1) Complex passwords/passphrases
Even strong passwords can be cracked – it just takes longer. Here’s the good news: hackers are lazy. They don’t want to wait an hour to break a password when there’s one out there they can crack in five minutes. Passwords are the first level of defense when protecting client data. They require upper and lowercase letters, numbers and special characters.

2) Two-factor Authentication
Passwords alone don’t provide the level of security required to adequately protect client data. In addition to a username and complex password/ passphrase, two-factor authentication requires employees to enter a randomly generated code that is sent to their mobile device, key fob or other security token.

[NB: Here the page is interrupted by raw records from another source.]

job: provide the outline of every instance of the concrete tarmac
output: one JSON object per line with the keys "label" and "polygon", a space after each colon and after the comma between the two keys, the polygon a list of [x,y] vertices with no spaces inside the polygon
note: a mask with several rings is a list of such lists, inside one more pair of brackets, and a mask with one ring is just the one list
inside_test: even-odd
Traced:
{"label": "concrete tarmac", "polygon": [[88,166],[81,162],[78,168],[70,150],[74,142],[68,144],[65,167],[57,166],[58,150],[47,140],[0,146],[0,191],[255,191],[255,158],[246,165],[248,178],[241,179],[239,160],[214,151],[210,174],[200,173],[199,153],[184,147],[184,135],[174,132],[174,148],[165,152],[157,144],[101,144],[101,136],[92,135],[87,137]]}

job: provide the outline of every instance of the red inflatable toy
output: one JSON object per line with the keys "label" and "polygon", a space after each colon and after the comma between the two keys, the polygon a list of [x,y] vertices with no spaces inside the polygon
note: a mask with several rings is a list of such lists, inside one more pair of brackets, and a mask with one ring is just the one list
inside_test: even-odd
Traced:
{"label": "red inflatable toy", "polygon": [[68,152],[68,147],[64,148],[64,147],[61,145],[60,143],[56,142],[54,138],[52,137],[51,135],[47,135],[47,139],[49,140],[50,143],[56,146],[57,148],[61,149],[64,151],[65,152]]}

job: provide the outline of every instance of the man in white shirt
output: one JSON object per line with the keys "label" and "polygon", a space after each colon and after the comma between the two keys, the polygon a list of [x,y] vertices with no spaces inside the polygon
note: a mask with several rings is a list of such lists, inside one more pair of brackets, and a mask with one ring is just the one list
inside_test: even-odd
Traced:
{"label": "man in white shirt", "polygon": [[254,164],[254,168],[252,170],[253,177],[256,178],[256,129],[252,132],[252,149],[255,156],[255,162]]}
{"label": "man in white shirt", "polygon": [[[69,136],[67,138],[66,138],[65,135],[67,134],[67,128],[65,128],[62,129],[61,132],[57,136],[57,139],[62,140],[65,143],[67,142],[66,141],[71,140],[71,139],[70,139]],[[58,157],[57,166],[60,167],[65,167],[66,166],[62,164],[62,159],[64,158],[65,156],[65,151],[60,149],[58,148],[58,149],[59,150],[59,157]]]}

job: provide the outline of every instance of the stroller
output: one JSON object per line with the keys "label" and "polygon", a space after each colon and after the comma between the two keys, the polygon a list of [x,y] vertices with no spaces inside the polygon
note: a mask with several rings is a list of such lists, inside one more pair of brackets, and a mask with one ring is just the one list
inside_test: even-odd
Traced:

Changing Employee Behavior

Cybersecurity always seems like someone else’s problem, until it happens to you or someone you know. A lot of people try to use something like “summer2018,” and update it as the seasons change. It helps to ask employees how they would feel knowing a password like that was the only measure protecting their personal information and, ultimately, their identity. The truth is, you can never have enough security. The trick is making sure security measures don’t impede your organization’s ability to get work done.

The Cost of a Breach: $408/Patient Record

Lost or stolen records containing personally identifiable information cost healthcare organizations an average of $408 each, according to a July 2018 study by IBM Security and the Ponemon Institute. Meanwhile, the average cost across all industries is $148 each.